A Cautionary Tale for Businesses Utilizing Temporary Help Agencies for Staffing Needs: In Re Estate of Rivera v. West Bend Mutual Ins. Co. et. al. (2017-AP-142).
By Atty. Ken J. Kucinski
The Wisconsin Court of Appeals for the 3rd District issued a decision on January 9, 2018, which construed the Worker’s Compensation Act (“WCA”) to allow an employee of a temporary staffing agency to bring a tort claim against the temporary staffing agency’s client. The Court of Appeals rejected the defense raised by the staffing agency’s client—mainly that the exclusive remedy provision of the WCA barred the employee from bringing the tort claim against it—and concluded that the plain language of the WCA allowed the employee to bring the claim.
The employee who brought the tort suit (Rivera) was initially hired by a staffing agency (Alex Drywall). Alex Drywall then assigned Rivera to perform temporary work for a client of theirs (Alpine Insulation). While on the way to a job site for Alpine Insulation, the vehicle Rivera was riding in was involved in an accident and Rivera and two others were killed.
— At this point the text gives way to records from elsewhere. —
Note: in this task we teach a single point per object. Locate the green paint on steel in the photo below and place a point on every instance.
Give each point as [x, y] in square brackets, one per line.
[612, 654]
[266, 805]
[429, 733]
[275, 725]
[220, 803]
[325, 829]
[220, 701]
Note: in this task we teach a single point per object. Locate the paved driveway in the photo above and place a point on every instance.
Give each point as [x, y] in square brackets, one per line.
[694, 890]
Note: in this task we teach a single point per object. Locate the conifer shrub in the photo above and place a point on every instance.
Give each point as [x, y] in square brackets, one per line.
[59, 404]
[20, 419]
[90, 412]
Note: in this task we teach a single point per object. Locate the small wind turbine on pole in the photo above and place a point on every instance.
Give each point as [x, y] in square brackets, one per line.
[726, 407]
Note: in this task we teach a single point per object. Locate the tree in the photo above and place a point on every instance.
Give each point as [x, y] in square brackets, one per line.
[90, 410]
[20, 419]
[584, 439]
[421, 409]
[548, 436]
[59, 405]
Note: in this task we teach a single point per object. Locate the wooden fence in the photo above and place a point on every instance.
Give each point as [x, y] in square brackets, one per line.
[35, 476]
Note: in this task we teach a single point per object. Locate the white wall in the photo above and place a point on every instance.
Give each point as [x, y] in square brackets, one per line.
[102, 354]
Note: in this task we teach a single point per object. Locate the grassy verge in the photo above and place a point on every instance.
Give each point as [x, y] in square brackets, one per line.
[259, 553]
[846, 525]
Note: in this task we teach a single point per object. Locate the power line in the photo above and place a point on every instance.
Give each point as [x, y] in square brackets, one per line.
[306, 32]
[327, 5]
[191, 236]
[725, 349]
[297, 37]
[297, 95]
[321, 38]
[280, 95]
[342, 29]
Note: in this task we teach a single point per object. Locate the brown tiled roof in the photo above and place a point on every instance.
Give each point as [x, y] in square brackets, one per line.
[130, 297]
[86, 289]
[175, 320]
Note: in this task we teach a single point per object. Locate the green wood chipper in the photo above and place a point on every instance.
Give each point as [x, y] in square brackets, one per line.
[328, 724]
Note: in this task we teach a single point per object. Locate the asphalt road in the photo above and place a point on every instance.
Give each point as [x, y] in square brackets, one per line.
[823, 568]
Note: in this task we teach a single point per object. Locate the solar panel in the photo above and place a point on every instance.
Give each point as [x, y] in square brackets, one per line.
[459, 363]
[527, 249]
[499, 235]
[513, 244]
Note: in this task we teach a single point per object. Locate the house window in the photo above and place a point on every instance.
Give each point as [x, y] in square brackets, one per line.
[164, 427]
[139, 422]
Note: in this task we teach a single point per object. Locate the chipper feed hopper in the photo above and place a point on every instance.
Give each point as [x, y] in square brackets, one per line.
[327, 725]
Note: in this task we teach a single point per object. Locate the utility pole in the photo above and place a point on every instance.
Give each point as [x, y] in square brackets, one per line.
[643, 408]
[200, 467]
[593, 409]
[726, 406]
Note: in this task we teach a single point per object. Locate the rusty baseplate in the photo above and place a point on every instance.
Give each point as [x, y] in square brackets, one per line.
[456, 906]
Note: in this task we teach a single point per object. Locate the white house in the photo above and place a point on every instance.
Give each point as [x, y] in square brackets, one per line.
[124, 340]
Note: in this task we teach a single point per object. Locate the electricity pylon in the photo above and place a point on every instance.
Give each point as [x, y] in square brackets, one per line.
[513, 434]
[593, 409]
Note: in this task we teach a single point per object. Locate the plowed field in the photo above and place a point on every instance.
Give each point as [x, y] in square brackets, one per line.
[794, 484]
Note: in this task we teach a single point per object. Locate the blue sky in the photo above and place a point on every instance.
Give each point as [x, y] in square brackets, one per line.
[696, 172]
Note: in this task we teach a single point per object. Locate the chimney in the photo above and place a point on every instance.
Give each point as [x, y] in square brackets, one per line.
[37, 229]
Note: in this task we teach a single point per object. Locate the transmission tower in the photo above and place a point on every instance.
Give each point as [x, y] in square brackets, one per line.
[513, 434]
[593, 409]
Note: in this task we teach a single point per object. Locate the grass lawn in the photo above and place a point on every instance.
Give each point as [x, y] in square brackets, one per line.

It was undisputed that the driver of the vehicle was negligent and that his negligence caused the accident.
Rivera’s estate chose not to file a claim for worker’s compensation against his employer at the time of the accident—Alex Drywall. Instead, Rivera’s estate filed suit against Alpine Insulation and its insurance carrier (West Bend) for wrongful death. Alpine Insulation and its insurer successfully moved for summary judgment at the Circuit Court stage, asserting that because Rivera was an employee of Alex Drywall and his death occurred while in the course of his employment with Alex Drywall, that Rivera’s estate was precluded from brining a tort action against Alex Drywall’s client (Alpine Insulation) pursuant to the exclusive remedy provision of the WCA.
Rivera’s estate appealed, arguing that while the exclusive remedy provision did indeed bar an action in tort against Alex Drywall, the same could not be said for Alex Drywall’s client, Alpine Insulation. The estate argued that Wis. Stat. § 102.29(6)(b)1 was on point, which provides:
(b) No employee of a temporary help agency who makes a claim for compensation may make a claim or maintain an action in tort against any of the following:
- Any employer that compensates the temporary help agency for the employee’s services.
The estate argued that Alpine Insulation was an “employer that compensates the temporary help agency for the employee’s services,” and because Rivera chose not to “mak[e] a claim for compensation” against Alex Drywall, that the necessary implication based on the plain language of the statute was that Rivera was not barred from brining a tort claim against Alpine Insulation.
The Court of Appeals agreed with this argument and held that “a temporary employee who does not make a claim for compensation under the [WCA] is not prohibited from bringing a tort claim against his or her temporary employer.” The Court of Appeals recognized that this holding would essentially “give a temporary employee the ‘right to choose’ whether to file a worker’s compensation claim against the temporary help agency or a tort claim against the temporary employer.” The Court of Appeals reasoned that the legislature seems to have granted “temporary employers” a “sort of middle ground” status between being an “employer” under the WCA and a “true third party [tortfeasor].” The Court of Appeals explained that this made sense considering that temporary employers are “not required to shoulder the same burdens as an ‘employer’ under the [WCA]” and that the overall purpose of the WCA “was to protect worker’s and their employers, not to extend immunity to tortfeasors outside the worker-employer relationship.”
Overall, this case stands for the proposition that clients of temporary help agencies are not granted the protection of the WCA’s exclusive remedy provision. If a temporary employee chooses to forego making a claim for worker’s compensation benefits against the temporary help agency, that same temporary employee may bring a tort-based claim against the client of the temporary help agency.
Of course, any person or business potentially affected by this holding should consult with an attorney to evaluate whether their particular fact situation does indeed fall within the parameters of this case. Because the Court of Appeals’ holding may well be the subject of further appeal to the Wisconsin Supreme Court, it is quite possible that certification may be granted and that the holding may be altered. Therefore, reliance on the holding should be exercised with caution.
Moreover, in response to the Court of Appeals’ decision, lawmakers in Wisconsin are already drafting a bill which could potentially overrule the decision and clarify that the exclusive remedy provision does indeed apply to clients of temporary help agencies.